Additionally, we need to set the jobstore to be anything other than :memory:.This way, although each worker is its own independent process unable of communicating with the other 7, by using a local database (rather then memory) we guarantee a single-point-of-truth for CRUD operations on the jobstore.

from apscheduler.schedulers.background import BackgroundScheduler
from apscheduler.jobstores.sqlalchemy import SQLAlchemyJobStore

rerun_monitor = Scheduler(
    jobstores={'default': SQLAlchemyJobStore(url='sqlite:///jobs.sqlite')})
rerun_monitor.start()
rerun_monitor.add_interval_job(job_to_be_run,\
            seconds=JOB_INTERVAL)

Lastly, we want to use the BackgroundScheduler because of its implementation of start().
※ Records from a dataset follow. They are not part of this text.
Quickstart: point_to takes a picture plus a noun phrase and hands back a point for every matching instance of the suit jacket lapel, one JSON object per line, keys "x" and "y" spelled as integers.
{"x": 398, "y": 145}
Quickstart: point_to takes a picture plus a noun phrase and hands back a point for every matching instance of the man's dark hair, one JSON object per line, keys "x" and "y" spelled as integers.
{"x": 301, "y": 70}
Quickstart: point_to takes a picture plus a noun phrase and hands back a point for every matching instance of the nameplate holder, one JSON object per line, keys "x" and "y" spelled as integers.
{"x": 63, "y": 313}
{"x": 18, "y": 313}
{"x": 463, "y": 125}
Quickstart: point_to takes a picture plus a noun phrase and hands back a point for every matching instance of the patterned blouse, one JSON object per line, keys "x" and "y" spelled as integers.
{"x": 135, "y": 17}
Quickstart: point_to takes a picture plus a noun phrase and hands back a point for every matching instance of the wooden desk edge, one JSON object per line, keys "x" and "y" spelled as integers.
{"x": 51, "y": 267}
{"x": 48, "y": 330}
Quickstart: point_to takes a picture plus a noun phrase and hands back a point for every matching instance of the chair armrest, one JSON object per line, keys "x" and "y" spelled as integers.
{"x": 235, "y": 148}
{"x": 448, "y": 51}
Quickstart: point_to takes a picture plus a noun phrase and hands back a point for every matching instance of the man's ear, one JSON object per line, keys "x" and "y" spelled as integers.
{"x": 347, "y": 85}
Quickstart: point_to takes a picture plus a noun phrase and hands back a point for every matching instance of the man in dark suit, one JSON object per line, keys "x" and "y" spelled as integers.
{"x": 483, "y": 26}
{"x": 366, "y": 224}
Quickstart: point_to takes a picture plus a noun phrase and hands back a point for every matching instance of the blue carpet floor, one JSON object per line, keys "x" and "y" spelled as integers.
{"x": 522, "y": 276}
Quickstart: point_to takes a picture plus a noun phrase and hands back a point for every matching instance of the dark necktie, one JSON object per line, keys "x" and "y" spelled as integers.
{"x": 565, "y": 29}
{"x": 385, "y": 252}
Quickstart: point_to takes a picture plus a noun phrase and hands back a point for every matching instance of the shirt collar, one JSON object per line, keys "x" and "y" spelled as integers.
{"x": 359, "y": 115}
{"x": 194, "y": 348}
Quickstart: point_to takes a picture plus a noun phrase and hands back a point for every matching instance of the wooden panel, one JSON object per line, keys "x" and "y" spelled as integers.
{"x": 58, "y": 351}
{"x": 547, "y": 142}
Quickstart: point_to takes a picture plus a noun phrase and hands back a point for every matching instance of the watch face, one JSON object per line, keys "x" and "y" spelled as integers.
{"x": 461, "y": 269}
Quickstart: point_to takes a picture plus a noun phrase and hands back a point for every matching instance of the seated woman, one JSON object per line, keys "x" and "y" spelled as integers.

When we call start() in the BackgroundScheduler, a new thread is spun up in the background, which is responsible for scheduling/executing jobs. This is significant because remember in step (1), due to our --preload flag we only execute the start() function once, in the Master Gunicorn process. By definition, forked processes do not inherit the threads of their Parent, so each worker doesnā€™t run the BackgroundScheduler thread.

from apscheduler.jobstores.sqlalchemy import SQLAlchemyJobStore

rerun_monitor = BackgroundScheduler(
    jobstores={'default': SQLAlchemyJobStore(url='sqlite:///jobs.sqlite')})
rerun_monitor.start()
rerun_monitor.add_interval_job(job_to_be_run,\
            seconds=JOB_INTERVAL)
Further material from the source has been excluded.